Critics say Texas bill could hurt teacher unions


As Texas lawmakers get ready to head back to Austin for a special session, some Borderland teachers’ unions say they will be keeping a close eye on one bill in particular.

Senate Bill 13 would end automatic payroll deductions for some union and non-union organizations. Republicans who passed the bill say the deductions cost taxpayers about $1 million each year.

Gov. Greg Abbott even named the bill as one of his top priorities for the upcoming special session.

However, critics say the bill is a union-busting tactic similar to what happened in Wisconsin in 2011.

“It's basically just an attack on educators and the freedom to choose where they spend their money,” said Arlinda Valencia with the Ysleta Teachers Association.

Valencia spoke to KFOX14 while attending the National Education Association conference in Boston. She says this bill would be bad for her group and many others in the Borderland.

“They’re trying to crush us is what they're trying to do. If you stop our union dues or our association dues, we would lose our membership overnight because it would go into effect immediately,” Valencia said.

The bill does not affect unions for emergency responders, meaning police officers, firefighters and other first responders would not be affected.

"They're picking and choosing as to who they want to basically damage,” Valencia said.

Texas State Rep. Joe Moody says the bill is more about politics that saving taxpayer money.

“It's a solution in search of a problem where a problem doesn't exist,” Moody said.

Moody says there are already laws that protect taxpayer money, such as with teachers’ unions.

“The government code already for today allows for the independent school district to charge the association to offset that cost,” Moody said.

Moody believes the bill cherry-picks some unions to hurt while leaving others unscathed.

“Why are we doing it to some and not to others? If you have them, we should be fair about it and right now the system is a fair one so I just don't see a need to change any of this,” Moody said.

However, at least one teacher’s union is already bracing for the backlash. Ross Moore from the El Paso American Federation of Teachers says he was worried a previous version of the bill would pass in 2015 and started preparing.

“After that session I made a conscious decision to move my local (union) over to alternate dues collection.
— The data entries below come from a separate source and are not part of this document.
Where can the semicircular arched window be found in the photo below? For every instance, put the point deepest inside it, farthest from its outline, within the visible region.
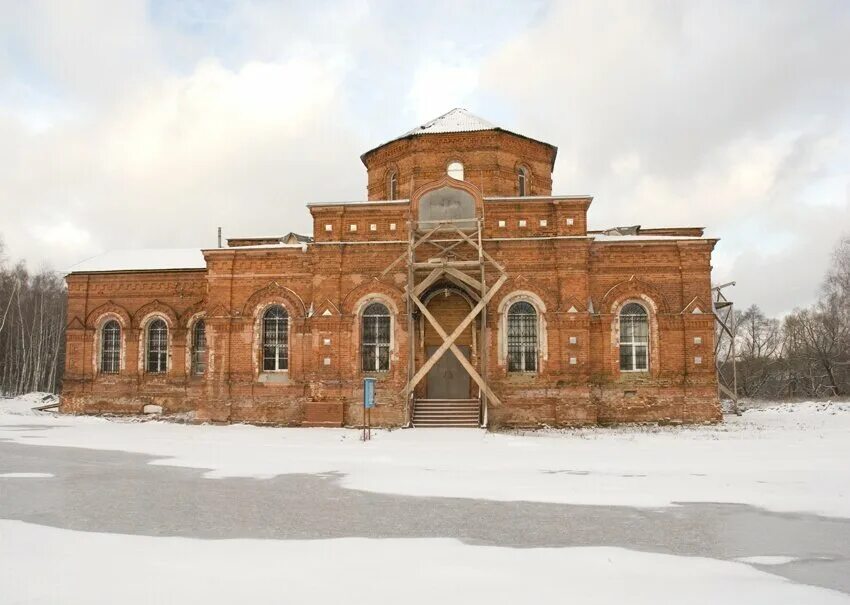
(392, 186)
(634, 338)
(275, 339)
(110, 347)
(522, 181)
(455, 170)
(156, 360)
(199, 347)
(375, 338)
(522, 337)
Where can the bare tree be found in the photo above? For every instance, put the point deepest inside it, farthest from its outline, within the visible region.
(32, 327)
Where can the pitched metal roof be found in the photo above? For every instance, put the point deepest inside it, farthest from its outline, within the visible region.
(457, 120)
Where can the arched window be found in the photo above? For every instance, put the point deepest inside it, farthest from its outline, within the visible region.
(110, 347)
(275, 339)
(522, 337)
(157, 349)
(522, 182)
(375, 338)
(392, 186)
(634, 338)
(199, 347)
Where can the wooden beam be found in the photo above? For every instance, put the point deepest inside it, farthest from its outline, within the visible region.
(426, 283)
(469, 281)
(470, 369)
(411, 247)
(420, 374)
(447, 263)
(483, 251)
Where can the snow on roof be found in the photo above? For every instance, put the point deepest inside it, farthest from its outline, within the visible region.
(601, 237)
(457, 120)
(142, 260)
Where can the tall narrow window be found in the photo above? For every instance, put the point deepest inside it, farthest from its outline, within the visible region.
(110, 347)
(275, 339)
(522, 182)
(522, 337)
(375, 338)
(634, 338)
(392, 187)
(157, 353)
(199, 347)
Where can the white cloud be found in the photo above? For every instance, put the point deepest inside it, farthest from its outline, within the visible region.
(703, 113)
(150, 125)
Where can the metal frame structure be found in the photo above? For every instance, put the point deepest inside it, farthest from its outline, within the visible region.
(724, 316)
(470, 275)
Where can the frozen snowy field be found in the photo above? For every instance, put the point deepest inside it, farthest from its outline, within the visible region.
(96, 510)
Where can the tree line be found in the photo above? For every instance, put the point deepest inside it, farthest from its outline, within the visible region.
(32, 329)
(805, 354)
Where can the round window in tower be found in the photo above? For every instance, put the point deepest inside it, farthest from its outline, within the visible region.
(455, 170)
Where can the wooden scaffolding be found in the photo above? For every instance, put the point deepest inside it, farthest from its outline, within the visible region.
(726, 364)
(449, 251)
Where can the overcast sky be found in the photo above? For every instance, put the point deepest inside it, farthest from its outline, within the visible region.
(148, 124)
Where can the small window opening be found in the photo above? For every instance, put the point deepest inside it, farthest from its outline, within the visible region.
(455, 170)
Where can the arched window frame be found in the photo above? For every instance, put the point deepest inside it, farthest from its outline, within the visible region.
(392, 185)
(455, 169)
(542, 337)
(111, 346)
(198, 347)
(523, 182)
(634, 337)
(157, 350)
(274, 339)
(376, 336)
(523, 354)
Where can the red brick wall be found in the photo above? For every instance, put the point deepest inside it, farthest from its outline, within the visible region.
(576, 283)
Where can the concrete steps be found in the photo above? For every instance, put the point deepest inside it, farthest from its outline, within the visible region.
(446, 413)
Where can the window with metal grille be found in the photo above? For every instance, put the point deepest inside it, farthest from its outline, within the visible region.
(157, 358)
(375, 338)
(634, 338)
(110, 347)
(199, 347)
(522, 181)
(392, 187)
(522, 337)
(275, 339)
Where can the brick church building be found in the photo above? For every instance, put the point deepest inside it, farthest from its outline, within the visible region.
(471, 293)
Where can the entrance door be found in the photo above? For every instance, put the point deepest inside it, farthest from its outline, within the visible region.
(447, 379)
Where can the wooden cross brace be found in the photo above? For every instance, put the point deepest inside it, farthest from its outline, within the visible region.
(449, 340)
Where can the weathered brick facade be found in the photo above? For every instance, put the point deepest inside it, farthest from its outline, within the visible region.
(576, 281)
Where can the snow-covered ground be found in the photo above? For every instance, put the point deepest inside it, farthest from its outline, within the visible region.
(782, 457)
(45, 565)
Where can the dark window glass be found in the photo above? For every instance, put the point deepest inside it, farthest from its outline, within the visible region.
(157, 358)
(375, 338)
(634, 338)
(275, 339)
(392, 187)
(522, 338)
(199, 347)
(110, 347)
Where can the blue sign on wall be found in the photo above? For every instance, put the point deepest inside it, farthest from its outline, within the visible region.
(368, 392)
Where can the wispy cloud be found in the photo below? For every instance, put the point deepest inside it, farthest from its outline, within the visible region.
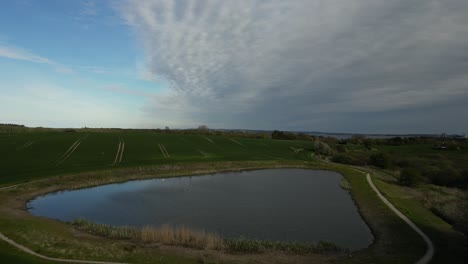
(278, 63)
(88, 9)
(24, 55)
(128, 91)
So if it passes, this is a very bad bill, it will hurt some folks, but my local and EPISD will be fully functional and provide all the services that my members have come to expect,” Moore said.

Moore says he’s already converted about 57 percent of his members to alternate payment methods such as paying for three, six or nine months at a time.

Moore says he’s working to make sure the bill will not be the end of his union and he is encouraging others to do the same.

“We're going to be here, we're ready for this,” Moore said.

The special session begins on July 18.